I'm not offended. If my data didn't follow the science, I'd kick my own ass.
Here's an example of what I measure for short pulses. This was on a set of BIG injectors (~1600cc/min @ 4bar).
SPA capture.JPG
Notice how they actually behave pretty good down to about 9mg/shot. Below that, they diverge as the only measurable point I could grab was at 1.0ms and less than 2mg/shot. Even that point was a little noisy. We wouldn't really want to operate there if we can avoid it, but with the right short pulse adders lining up down to that point, we could theoretically be OK in the ~6mg/shot range. But even that is well below the typical idle fuel mass requirements, so it's kind of a moot point.
Arguing about short pulse adders for masses below 2mg/shot on this injector is ridiculous. We wouldn't really be there. So it doesn't matter if I use the same 0.225ms adder or a zero below that point, we're still not going to get any consistent fuel mass from the injector.
Here's the same graph from a stock LS3/LS7 Injector:
LSA SPA.JPG
Again, see how they're pretty linear all the way below 5mg/shot(1.2ms)? The injector basically didn't open at all at 1.0ms. We use the short pulse adder table to interpolate between these points (and make the TINY corrections between 1.2-4.0ms), but the practical application says that it's not that critical in this particular case.
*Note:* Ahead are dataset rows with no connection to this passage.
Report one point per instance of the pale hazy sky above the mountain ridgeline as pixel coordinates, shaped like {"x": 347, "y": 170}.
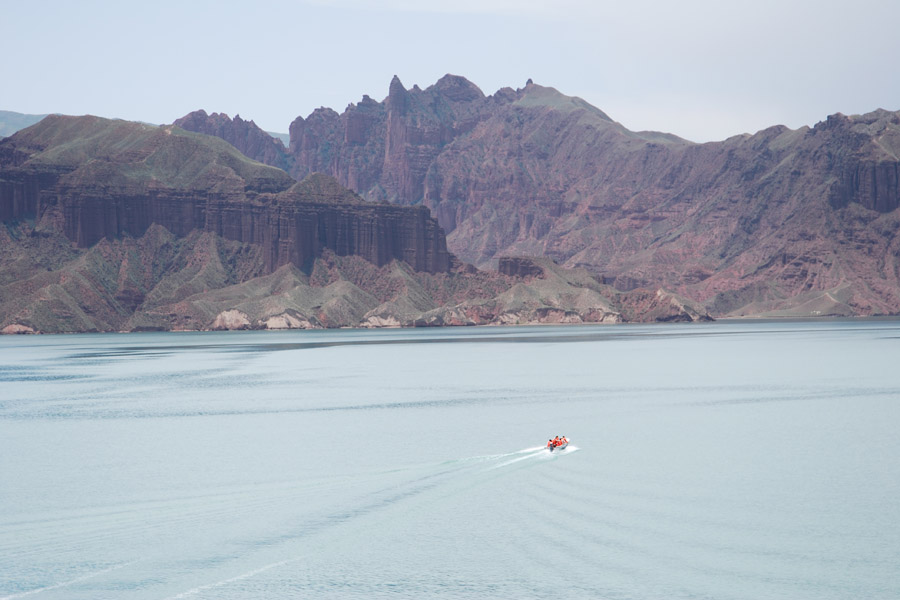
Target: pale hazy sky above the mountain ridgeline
{"x": 704, "y": 70}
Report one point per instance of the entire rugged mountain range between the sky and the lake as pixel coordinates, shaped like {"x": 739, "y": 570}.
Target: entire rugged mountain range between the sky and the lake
{"x": 779, "y": 223}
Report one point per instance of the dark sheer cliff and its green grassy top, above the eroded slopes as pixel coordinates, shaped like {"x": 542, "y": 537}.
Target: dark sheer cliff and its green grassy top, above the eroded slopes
{"x": 99, "y": 179}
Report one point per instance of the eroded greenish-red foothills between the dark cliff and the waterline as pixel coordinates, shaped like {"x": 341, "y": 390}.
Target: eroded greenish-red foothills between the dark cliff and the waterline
{"x": 162, "y": 282}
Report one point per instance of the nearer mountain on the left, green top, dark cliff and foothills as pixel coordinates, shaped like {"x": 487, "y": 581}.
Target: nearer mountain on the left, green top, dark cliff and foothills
{"x": 111, "y": 225}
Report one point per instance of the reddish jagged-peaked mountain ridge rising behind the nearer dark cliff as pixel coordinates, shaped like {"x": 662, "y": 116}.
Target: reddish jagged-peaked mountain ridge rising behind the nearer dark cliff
{"x": 781, "y": 223}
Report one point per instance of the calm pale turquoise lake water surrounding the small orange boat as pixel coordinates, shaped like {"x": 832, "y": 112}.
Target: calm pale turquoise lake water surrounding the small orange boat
{"x": 728, "y": 460}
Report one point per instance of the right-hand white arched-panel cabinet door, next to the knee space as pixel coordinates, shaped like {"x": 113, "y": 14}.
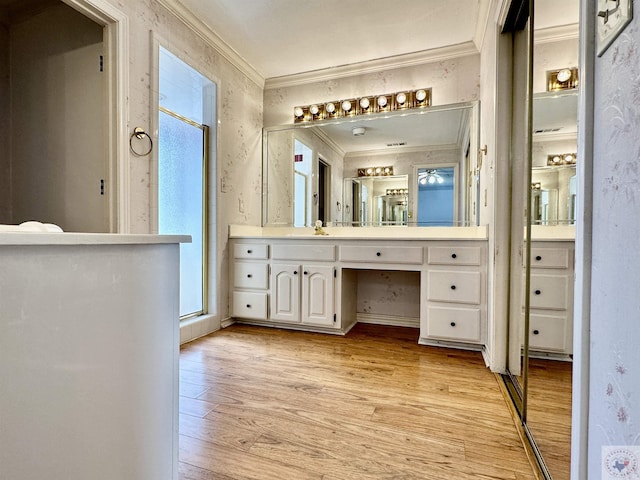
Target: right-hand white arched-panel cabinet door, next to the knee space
{"x": 317, "y": 295}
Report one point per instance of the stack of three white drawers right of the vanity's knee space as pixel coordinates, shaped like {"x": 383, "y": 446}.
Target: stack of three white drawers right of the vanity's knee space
{"x": 454, "y": 309}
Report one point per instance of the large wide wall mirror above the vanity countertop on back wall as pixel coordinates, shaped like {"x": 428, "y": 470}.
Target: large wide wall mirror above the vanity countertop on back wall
{"x": 410, "y": 168}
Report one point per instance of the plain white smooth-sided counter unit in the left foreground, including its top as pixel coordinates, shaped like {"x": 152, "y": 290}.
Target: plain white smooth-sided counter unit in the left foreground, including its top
{"x": 89, "y": 356}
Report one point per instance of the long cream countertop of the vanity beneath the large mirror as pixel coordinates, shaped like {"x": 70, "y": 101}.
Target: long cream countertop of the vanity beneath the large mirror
{"x": 360, "y": 233}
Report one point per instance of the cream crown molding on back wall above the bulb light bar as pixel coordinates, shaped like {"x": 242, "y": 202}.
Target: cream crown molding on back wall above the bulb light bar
{"x": 373, "y": 66}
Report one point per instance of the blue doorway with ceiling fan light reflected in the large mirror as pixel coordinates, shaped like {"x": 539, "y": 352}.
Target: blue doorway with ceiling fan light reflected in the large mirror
{"x": 436, "y": 196}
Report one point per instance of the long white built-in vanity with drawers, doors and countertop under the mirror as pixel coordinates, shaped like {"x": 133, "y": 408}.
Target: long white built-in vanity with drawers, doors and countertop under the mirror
{"x": 301, "y": 281}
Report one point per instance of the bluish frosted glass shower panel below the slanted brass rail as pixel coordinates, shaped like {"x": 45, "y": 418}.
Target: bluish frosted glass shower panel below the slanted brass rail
{"x": 180, "y": 202}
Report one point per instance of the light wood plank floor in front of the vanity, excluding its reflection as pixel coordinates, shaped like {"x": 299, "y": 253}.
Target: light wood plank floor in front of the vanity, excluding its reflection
{"x": 261, "y": 403}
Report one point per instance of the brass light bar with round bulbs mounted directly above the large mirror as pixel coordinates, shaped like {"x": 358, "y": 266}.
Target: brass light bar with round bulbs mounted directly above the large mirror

Yes, there are other injectors out there with more non-linear behavior than these two examples. By running the same tests, we expose that and calculate the necessary SPA numbers. Yes, there can be a variation between the "average" data for a part number and one particular set of matched injectors. If that variation is of concern, the solution is to have your exact set tested and get the data for them rather than using the population average. It can make a bigger difference in some cases than others. Since I own the bench, of course I prefer to use the EXACT data when tuning my car or something for another client here in person.
YMMV
...meanwhile, Mike's car is making solid progress on remote tuning. Not my favorite way to collect data, but we are making big strides and will probably have it running well enough for him to drive it on road trips soon.